Like Kant, Hegel believes the truly free will to be the will that wills itself and its own freedom. He explicates this conception of true freedom from the structure of freedom of choice. As we have seen, Hegel’s analysis developed immanently, dialectically from choice into a new conception of freedom. The will that wants to be able to choose whatever it wants must aim to preserve its own freedom to choose, even though it thinks of its freedom as the lack of necessity or constraint. Nonetheless, the will that is explicitly and consciously free notes that freedom is something which it must will because it is free, and thus ceases to insist on the priority of its own freedom to choose. This kind of will is no longer dependent for its content or object upon external, contingent factors, but wills a content (freedom) which is derived from the self and is thus completely its own. But, oddly enough, it only gains its freedom through its conformability and willingness to give up its unlimited ability to choose, and let itself become determined by the nature of its own freedom.

The truly free will conceives of freedom as something to which it is necessarily invested in and committed to, something which therefore commands the recognition of any free will by necessity. When looked at in this sense, freedom is an issue of simple and immediate right (Hegel 34-5). Hegel’s conception of freedom turns out to be a philosophy of right, an exposition of what the will must enforce if it is to be truly free.

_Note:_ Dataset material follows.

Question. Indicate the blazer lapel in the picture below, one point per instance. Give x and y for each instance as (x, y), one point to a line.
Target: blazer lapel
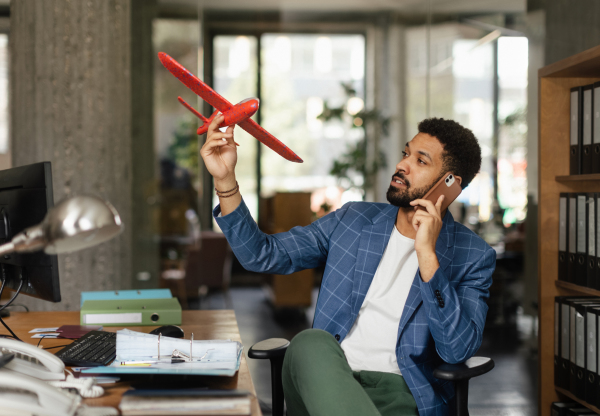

Hegel’s conception of freedom, at first glance, might not appear to be much better than the view of freedom as choice– especially when reflecting on the notion that one can insist on one’s right to make a choice as much as any other right. What is decisive for Hegel, though, is the distinction between the will which views freedom merely in terms of choice and the will which views freedom as a matter of right in itself, importantly that the latter understands that freedom itself entails necessary commitments, obligations, and responsibilities that develop immanently from the nature of freedom itself, and from which, as a free will, it cannot choose to withdraw itself without denying its own freedom. In Hegel’s philosophy of freedom then there is put forward a view where the distinction between necessity and constraint melts away. The truly free will does not acknowledge the requirement that it recognize rights and laws as a restriction on its freedom, but rather as a necessary condition for its freedom. The free will is self-aware that its obligations are derived from itself, i.e. it is a self-determining, self-legislating, autonomous being. The free will is both determined and self-determining.